Kaç zamandır yüzüm tıraşlı
Gözlerim Şafak beklerdim
Uzarken ellerim
Kulağım kirişte
Ölümü özledim anne
Yaşamak isterken delice
Bugün görüş günü
Günlerden salı
Islak
Sarı bir yağmur
Ülkemin neresine bakarsa ay
Orda yitik bir anne ağlıyor
Sen aralıyorsun yağmuru
Acıdan sırılsıklam alnına siper edip elini
Sonra bir umut koşuyorusun
Yüreğin avucunda
Isırırken
Çırpınıtı gözlerini(Ah verbilseydim keşke yüreği avucunda koşan herbir anneye tepeden tırnağa;oğula ve kıza kesmiş bir ülkeyi armağan.)
Koşma anne
Birdenbire batacak olan
Düş denizinde yarattığın unuty,
Sandaldır.
Oysa benim için
Işık hızıyla koşan
Kısa ve soğuk bir zamandır
Bu yüzden bu seslerde geldiler bir
Şafak
Uyksusuz
Yorgun
Ve korkak
Sanırım bahtiyardi
Yüreğimin depreminde Richter ölçeği
Çatlarken
Ölebilir raporu veren beyaz önlüklü doktor.

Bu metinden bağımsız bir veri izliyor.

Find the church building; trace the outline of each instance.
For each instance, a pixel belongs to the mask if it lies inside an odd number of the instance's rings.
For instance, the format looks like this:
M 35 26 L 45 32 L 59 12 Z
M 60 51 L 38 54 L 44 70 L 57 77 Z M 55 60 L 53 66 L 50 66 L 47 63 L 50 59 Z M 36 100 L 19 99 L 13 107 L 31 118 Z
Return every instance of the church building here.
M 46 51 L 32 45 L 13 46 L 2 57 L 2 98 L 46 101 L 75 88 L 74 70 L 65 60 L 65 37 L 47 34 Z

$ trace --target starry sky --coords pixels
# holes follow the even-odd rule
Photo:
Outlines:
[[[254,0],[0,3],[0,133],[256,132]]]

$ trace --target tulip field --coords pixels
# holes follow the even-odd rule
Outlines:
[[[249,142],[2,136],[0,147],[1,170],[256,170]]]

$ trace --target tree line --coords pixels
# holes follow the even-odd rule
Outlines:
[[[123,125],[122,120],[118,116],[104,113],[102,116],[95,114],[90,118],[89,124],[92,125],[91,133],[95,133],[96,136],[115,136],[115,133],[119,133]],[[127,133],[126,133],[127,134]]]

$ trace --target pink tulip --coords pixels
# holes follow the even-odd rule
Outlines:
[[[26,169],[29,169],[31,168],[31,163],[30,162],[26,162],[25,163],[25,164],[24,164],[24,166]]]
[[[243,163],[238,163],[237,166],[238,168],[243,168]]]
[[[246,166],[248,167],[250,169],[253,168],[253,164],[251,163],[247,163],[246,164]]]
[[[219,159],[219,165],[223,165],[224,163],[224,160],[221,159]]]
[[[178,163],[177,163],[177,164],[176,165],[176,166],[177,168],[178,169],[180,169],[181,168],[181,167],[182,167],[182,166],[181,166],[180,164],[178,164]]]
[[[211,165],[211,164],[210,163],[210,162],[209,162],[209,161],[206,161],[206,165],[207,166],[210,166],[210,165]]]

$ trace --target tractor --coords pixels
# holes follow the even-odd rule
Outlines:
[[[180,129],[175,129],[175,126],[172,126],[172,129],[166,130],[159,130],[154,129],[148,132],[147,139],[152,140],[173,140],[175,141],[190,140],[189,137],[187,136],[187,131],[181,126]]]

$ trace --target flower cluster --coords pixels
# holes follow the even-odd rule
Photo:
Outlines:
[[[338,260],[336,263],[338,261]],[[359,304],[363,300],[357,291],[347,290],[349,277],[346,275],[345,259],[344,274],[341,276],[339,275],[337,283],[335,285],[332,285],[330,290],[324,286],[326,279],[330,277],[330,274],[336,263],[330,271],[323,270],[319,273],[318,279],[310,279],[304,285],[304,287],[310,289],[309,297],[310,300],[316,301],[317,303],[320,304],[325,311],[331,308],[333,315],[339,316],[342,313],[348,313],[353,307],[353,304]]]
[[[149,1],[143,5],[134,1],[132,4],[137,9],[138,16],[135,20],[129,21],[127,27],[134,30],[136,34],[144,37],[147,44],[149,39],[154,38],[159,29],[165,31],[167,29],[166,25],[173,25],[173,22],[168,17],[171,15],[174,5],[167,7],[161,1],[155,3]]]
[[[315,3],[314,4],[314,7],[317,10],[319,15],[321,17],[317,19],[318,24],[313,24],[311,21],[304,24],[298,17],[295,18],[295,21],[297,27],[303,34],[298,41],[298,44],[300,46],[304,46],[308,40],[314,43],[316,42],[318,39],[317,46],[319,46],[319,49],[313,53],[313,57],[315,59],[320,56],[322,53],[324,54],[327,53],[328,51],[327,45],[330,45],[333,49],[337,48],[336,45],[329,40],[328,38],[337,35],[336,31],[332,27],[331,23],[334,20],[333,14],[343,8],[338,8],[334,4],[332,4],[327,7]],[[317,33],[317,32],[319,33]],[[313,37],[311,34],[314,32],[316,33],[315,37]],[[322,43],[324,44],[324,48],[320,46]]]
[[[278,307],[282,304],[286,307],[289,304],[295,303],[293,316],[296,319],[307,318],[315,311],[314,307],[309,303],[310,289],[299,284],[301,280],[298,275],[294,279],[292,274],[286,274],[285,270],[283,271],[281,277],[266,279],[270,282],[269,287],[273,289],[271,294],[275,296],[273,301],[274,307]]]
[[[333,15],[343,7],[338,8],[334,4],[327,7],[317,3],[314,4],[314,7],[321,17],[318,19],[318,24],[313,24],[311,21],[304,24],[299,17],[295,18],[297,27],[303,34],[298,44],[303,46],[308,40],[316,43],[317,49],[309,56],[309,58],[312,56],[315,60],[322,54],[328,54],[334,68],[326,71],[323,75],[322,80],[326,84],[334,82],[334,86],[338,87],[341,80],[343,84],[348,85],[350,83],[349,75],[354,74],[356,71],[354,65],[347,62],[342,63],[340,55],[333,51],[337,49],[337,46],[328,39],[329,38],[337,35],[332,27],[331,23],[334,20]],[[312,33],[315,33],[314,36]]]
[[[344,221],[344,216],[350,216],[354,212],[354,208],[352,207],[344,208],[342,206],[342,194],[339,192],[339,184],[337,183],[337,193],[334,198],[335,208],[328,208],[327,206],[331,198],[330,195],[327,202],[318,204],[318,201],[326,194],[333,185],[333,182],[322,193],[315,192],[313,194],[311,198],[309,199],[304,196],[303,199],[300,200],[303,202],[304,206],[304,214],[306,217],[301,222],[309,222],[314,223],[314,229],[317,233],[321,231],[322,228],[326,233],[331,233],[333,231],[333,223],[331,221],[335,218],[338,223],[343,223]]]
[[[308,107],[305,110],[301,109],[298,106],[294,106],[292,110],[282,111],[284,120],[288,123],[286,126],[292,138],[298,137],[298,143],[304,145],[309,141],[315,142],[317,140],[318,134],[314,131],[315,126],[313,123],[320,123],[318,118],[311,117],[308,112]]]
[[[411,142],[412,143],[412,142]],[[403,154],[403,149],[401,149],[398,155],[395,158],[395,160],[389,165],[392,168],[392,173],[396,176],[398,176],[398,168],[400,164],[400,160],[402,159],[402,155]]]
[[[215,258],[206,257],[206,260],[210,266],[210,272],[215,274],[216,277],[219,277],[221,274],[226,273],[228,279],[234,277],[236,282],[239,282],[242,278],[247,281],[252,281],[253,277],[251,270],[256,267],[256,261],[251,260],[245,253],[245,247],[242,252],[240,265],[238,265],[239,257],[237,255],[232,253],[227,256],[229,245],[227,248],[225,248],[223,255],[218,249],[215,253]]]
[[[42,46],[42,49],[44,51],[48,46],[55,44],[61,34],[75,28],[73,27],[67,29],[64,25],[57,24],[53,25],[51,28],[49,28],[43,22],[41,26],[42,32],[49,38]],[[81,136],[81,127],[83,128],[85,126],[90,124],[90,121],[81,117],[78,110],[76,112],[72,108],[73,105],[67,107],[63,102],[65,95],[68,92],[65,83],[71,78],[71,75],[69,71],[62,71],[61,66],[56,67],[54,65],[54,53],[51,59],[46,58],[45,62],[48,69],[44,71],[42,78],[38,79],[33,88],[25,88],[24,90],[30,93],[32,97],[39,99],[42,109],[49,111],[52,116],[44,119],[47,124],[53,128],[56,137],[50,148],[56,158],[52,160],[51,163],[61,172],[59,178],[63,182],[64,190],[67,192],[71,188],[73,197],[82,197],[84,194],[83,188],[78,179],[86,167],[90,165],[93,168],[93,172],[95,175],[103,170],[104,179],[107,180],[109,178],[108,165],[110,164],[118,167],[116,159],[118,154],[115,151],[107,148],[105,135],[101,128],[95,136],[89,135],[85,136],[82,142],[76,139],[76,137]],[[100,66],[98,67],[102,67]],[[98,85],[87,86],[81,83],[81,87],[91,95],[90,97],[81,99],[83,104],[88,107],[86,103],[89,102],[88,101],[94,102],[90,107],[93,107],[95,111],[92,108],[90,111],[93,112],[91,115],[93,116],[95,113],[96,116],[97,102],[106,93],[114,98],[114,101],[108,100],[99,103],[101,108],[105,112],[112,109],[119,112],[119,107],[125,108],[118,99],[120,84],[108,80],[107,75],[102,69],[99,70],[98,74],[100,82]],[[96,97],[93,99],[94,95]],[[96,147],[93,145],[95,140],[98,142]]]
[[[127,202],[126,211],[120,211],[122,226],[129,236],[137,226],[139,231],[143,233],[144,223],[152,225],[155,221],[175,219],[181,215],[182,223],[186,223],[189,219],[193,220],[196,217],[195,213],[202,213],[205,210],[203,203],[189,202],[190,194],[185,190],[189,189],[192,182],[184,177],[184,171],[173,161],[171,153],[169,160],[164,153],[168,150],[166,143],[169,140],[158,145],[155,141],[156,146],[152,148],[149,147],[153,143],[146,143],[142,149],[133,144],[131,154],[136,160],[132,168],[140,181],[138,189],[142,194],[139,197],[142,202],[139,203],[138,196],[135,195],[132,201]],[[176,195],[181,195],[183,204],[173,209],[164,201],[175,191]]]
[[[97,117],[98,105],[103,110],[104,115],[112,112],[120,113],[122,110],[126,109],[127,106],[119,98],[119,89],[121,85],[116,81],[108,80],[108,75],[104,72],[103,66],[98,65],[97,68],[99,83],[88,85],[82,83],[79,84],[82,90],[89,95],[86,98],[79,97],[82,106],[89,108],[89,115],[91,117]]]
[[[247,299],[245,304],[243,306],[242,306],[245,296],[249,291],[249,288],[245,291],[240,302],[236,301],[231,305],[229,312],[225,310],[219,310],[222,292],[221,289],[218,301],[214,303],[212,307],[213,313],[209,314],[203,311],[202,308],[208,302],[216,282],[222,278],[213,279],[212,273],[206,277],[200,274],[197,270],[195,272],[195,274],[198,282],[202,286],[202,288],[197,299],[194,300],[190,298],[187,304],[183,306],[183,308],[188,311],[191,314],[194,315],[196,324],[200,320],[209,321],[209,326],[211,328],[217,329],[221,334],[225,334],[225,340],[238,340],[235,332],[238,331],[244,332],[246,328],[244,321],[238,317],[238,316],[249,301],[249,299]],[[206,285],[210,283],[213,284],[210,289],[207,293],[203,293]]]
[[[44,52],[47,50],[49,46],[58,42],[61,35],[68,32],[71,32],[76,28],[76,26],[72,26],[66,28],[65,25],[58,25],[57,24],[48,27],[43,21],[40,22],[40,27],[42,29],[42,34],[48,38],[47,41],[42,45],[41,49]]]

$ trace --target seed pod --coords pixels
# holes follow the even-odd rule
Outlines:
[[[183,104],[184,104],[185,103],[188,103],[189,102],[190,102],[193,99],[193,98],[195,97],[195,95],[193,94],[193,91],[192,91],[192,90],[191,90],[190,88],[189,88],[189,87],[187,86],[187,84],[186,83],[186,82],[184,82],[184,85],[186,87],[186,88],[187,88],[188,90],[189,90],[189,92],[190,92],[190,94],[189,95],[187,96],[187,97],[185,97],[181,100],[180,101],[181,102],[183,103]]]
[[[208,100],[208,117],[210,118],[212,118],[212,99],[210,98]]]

Boşver hipograt amca üzülme ne olur
Sende anne
Sende üzülme
Hücrenin dört bir köşesinde ayak izlerimi
Ciğerlerimde yırtılan bir çığlıkla
Beklediğim
Ve korkunç bir sabırla birbirine eklediğim
Korkak kahraman gecelerimi
Düşlerimle sınırsız
Diretmişligimle genç
Saskinliğimla çocuk,devrederken siradakine
Usulca açiliverdi
Yanağımda tomurcuk
Pir sultan'ı düşün anne
Şeyh bedrettini
Borkluceyi
Toparlak Kemal'i düşün anne
Hala kanaması nedenidir faşizmin
Göğsünde
Utangacliği bile varmadan
Yanaklarına yasının
Onsekizinde ölümüne pervasız
Yürüyen
İnce bilkeli çıplak ayaklı tanya'nin
Deniz'i düşün anne
Her mayıs şafaginda uzun uzun
Doverken darağaçlarini
Ve o şafaktan doğma
Onbir yaşını çiğneyip yürüyen
Çocuklari
İnsanları düşün anne
Düşün ki yüreğin sallansin
Düşün ki o an
Güneşli güzel günlere inanan
Bir yusufçuk havalansin
Sıcak omuzlar degerken omzuna
Buz üstünde yürüdüm yıllar boyu
Bayraklar ve türkülerle
Kurşunlar sıktılar anlıma
Açık alanlarda ağır
Konup kalktığı
Yalçın kayalardan biriydim
Ölüp dirildim yeniden
Güneşli guneşsiz akşamlarda
Mutlu yarınlar adına özgürlük adına
Ekmek adına
Üstüne vardım kuyruğu kirli itlerin
Dirilip dönmesin diye hiroşimalar
Tahtadan atların boynuna çıplak
Ölümlerle yatmsin diye çocuklar
Aç gözlerle bakmasın diye çocuklar
Kardeşlik adına
Havadaki kuş denizdeki balık adına
Yürüdüm yıllar boyu
Dönüp bakmadım ardıma
Iraktı gözlerin çok ırak
İzim kalir mi bilemem
Yürüdüğüm yolda
Kalsa da silinir gider
Yalnızca bir ağıt gibi çakılır
Ardımca gelenlere
Gözümü yaktiğim yer
Tören adımlarıyla ölmek
Ne garip şey anne
Kanlı karanlık bir oyunda baş
Oyuncuyum.
Bütün gözler üstümde ,
Sürüyor gecenin karnında şafağa
Bakan oyun .
Masa üstünde üşüyen bir sigara
Yanında küçücük bir cam bardak
İçinde rengi bu gecenin
Cılız titrek bir kibrit
Kağıt kalem
Sandalye
Geride flu , yağlı, büküm büküm bir ip
Ve çingene kuralına uygun değişmez bir kuralımıdır idam mahkumunun.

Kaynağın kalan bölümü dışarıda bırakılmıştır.